Undoubtedly, the economic crisis that will follow the epidemic one will put families and children living in poverty at greatest risk, because for them the issue concerns their physical survival.  

“Among the most vulnerable groups are children from poor families (almost 40% of children in Bulgaria) and children of parents who have lost their jobs due to the Covid-19 crisis”, For Our Children Foundation commented.

“It is still too early to assess the magnitude of the crisis. For example, the contagion and forced closure of certain communities would create a huge problem, commented Dr. Sabina Sabeva.


The crisis has put all economic sectors on financial test. “The costs of our residential social facilities are increasing as more food is needed (children and young people usually have one or two meals a day at school or at day care center from Monday to Friday, but now they are at home all day), more disinfectants and protective equipment, thermometers and so on”, said Alexandrina Dimitrova.

“The care we are able to provide in our facilities is directly linked to the ability to fundraise at least BGN 600,000 per year. Unfortunately, despite the great efforts we are currently making, many fundraising projects and events have been canceled. We hope that things will quickly normalize because the needs of young people and children at risk are daily and remain during the crisis”, she adds.

Deepening disparities in access to education

The coronavirus threat and the state of emergency have set an important task for educational system in Bulgaria – to make a huge leap into the 21st century.

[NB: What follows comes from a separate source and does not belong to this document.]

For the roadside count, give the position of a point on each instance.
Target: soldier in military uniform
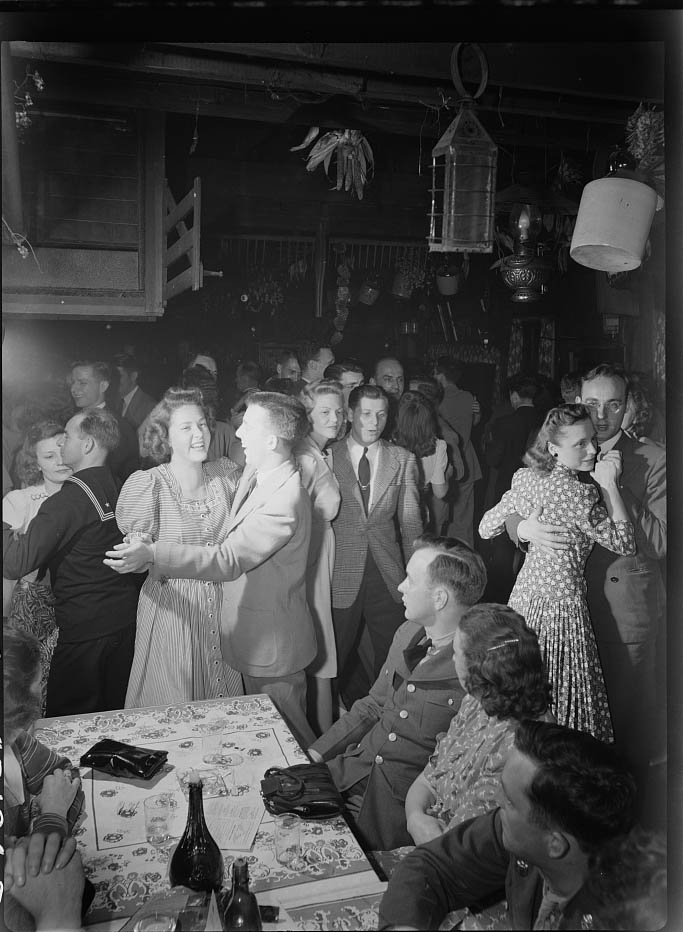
(564, 795)
(379, 746)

The catalyst was the introduction of distance learning. The unprecedented situation has posed a major challenge for the Bulgarian education system – to modernize so as not to deepen the distance in education and not to deepen the disparities even further between schools with children from vulnerable groups and schools with children whose parents have relatively high education and social status.

One of the major obstacles to the introduction of online learning is that many students don’t have adequate or any electronic devices. The Centre for Interethnic Dialogue and Tolerance Amalipe conducted a research in 200 schools which showed that at only 22.34% of the schools over 90% of the students have adequate devices. In 11.68% of the schools over 75% of the students do not have any devices and therefore don’t have opportunity to participate in online learning. In two-thirds of schools students without adequate or any devices are form 10% to 75%. Even more serious is the inability of some families to afford the cost of a proper Internet access for the online education. Dozens of teachers, principals, mediators and NGOs have made efforts to compensate at least partially for these shortcomings.

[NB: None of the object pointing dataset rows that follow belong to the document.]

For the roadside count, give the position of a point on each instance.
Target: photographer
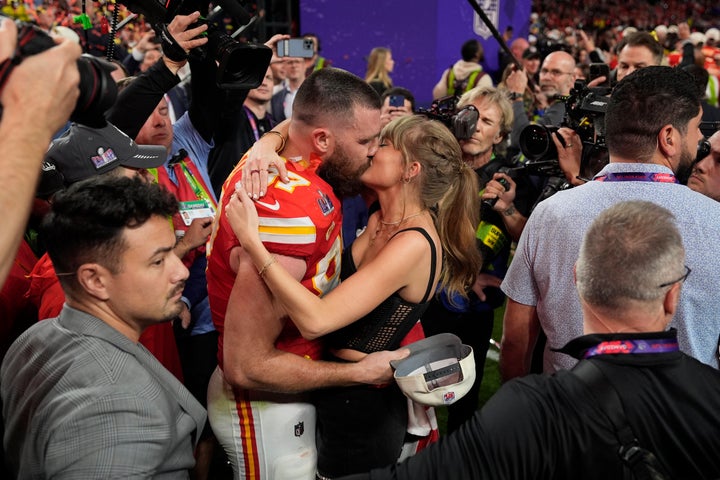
(557, 77)
(652, 131)
(37, 97)
(504, 213)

“The Ministry of Education and Science and the Council of Ministers have decided that schools can pay the Internet fees for families who cannot afford to pay themselves, but the issue of provision with tablets and other supplies remains open”, said Teodora Krumova from Amalipe.

Lack of information and guidance

“The main problem we face is the lack of guidance on what to do in case of suspected contamination of a child, youth or an employee in any of our resident facilities, because the facilities’ organization and operational structure and the number of rooms they have do not allow isolation and placement under quarantine. We believe that quarantining a full resident facility would be inappropriate because of the vulnerability of the users accommodated there (often with illnesses) and the inability of the employee to care for them around the clock throughout the quarantine. Guidance from the Ministry of Health and the Agency for Social Assistance is needed in this regard”, the Cedar Foundation commented.

The National Network for Children is an association of nearly 150 civic organizations and supporters working with and for children and families across the country. Promoting, protecting and respecting the rights of the child are part of the key principles that unite us. Annually the National Network for Children with its more than 5000 specialists helps more than 110 000 children and over 26 000 families.